Doug Teulie wrote:I think the street class plates, shocks (I think shocks will be expensive), bars and possibly the wheels will appeal to drivers that like to tinker and have a used car (or a 3 year old car). I don't see someone who has never auto-xed showing up with a new car with bars, plates and shocks installed. I can see Auto-xers getting new cars (20K-50K+) and then spending $5,000 (or much more) to set up the car just for solo in street class. The advantage is that dedicated auto-xers will have a car that works better, not need to change wheels at the track, not cord as quickly, have the chance to tinker with setup, and have more fun racing the car they have. The disadvantage is that people outside of SCCA will not have a car that is configured or not configured properly for street class and they will have no place to run without investing in Solo (I am not sure anything changed). SK1 and SK2 was different in that shocks were the only real investment other than tires. The entry bar was not that high (SK was a popular local class not SCCA national).

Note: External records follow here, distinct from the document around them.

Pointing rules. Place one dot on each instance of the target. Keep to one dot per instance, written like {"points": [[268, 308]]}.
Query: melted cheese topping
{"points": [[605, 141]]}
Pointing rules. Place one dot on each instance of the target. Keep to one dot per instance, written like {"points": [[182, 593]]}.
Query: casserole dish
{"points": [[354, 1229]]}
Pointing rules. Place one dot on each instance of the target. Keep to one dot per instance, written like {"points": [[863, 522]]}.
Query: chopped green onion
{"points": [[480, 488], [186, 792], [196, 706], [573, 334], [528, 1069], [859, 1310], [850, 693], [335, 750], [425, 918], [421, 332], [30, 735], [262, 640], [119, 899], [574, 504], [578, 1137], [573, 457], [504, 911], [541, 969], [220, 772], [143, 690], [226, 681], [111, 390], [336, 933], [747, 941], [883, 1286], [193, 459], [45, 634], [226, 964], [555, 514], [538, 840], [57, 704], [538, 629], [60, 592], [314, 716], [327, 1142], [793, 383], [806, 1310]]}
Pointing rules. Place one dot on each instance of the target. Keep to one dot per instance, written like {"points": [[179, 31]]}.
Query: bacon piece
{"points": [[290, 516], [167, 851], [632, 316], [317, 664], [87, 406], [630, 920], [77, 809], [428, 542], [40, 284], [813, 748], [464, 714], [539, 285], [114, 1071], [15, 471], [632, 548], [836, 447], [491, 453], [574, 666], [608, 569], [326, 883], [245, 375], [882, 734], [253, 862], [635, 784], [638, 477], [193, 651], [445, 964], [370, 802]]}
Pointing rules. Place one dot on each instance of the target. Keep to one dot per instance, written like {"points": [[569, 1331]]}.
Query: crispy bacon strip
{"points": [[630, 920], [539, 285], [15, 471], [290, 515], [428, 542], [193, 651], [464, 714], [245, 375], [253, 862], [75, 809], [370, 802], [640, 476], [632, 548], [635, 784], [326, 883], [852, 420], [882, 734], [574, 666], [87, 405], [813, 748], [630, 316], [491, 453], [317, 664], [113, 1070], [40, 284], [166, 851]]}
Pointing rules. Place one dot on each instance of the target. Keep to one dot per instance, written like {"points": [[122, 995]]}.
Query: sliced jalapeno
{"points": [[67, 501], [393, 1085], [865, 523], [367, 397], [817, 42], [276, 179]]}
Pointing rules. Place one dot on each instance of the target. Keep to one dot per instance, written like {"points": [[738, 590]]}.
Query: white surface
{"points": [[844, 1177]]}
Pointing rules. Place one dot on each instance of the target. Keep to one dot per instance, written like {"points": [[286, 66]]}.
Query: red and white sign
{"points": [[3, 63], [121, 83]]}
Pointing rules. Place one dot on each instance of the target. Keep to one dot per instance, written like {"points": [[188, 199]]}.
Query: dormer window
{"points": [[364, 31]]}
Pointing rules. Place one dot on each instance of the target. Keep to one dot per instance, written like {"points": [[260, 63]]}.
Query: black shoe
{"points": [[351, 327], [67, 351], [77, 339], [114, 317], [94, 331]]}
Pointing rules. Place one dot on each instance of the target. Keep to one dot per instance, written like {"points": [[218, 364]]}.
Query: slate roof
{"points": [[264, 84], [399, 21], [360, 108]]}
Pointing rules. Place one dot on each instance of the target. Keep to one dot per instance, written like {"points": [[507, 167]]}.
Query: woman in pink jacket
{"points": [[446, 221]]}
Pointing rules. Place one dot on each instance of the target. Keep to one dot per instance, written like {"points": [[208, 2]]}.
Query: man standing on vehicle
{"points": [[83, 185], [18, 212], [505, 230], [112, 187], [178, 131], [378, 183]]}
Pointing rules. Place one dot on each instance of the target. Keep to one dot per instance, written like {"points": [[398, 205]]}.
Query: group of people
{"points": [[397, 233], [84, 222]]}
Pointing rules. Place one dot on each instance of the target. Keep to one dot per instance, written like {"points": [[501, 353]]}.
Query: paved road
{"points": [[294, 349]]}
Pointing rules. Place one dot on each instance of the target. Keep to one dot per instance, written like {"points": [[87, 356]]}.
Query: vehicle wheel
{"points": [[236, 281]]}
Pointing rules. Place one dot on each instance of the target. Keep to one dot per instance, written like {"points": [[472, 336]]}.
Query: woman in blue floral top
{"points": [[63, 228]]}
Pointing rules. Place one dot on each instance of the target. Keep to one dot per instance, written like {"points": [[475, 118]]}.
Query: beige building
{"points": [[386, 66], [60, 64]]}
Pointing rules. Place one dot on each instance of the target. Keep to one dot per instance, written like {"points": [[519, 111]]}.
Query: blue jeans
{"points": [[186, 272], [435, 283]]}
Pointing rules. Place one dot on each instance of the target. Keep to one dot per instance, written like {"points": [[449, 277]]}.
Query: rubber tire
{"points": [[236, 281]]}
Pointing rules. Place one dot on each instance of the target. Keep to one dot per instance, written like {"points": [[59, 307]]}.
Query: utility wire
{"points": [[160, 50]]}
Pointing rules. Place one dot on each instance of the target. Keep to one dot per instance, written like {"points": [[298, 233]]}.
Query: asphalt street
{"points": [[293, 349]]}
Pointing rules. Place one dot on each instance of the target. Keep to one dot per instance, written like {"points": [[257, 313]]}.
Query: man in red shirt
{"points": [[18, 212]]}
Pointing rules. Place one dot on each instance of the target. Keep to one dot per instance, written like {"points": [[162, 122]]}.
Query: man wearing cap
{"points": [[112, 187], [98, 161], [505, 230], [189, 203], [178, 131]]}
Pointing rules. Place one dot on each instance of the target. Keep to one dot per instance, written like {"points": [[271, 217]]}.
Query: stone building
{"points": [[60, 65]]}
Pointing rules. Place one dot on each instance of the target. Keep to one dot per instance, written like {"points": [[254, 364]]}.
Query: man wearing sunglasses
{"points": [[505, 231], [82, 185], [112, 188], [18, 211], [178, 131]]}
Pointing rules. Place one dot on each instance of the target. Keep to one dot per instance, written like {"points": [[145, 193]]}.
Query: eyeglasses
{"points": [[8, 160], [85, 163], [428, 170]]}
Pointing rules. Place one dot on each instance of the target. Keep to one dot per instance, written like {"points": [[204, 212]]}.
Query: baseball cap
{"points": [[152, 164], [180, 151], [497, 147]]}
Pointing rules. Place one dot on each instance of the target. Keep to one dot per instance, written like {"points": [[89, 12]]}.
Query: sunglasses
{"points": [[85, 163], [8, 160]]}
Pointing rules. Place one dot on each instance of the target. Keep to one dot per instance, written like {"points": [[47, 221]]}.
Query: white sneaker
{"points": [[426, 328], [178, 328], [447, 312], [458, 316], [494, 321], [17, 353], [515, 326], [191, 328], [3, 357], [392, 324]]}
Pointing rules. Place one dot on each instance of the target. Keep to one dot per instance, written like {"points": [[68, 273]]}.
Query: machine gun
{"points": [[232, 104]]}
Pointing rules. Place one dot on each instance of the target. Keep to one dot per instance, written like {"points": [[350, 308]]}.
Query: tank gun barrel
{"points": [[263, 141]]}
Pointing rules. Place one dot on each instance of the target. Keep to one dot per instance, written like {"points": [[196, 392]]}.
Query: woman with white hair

Prep levels are still relatively low, IMO.
If you're a A-arm car, you get to add 1 more bar ($150-200ish?).
If your a McStrut car, you get ad plates for front ($400ish), 1 more bar ($150-200ish), and camber bolts for front ($20-40ish), but get less front tire wear than before and possibly make that set of sticky street tires ($600-900) last a whole season or more!
If someone tells me I could spend $600-700 additional in prep, but extend my tire life by half a season or more, my response is, "Take my money, please!!".
Also, I think that for new people with newer cars that have McStruts, the ability to add a relatively lower costs and easy to install option to the car (camber bolts, for example) and greatly reduce their front tire wear would make the sport more appealing and the future running costs because of tire wear less intimidating.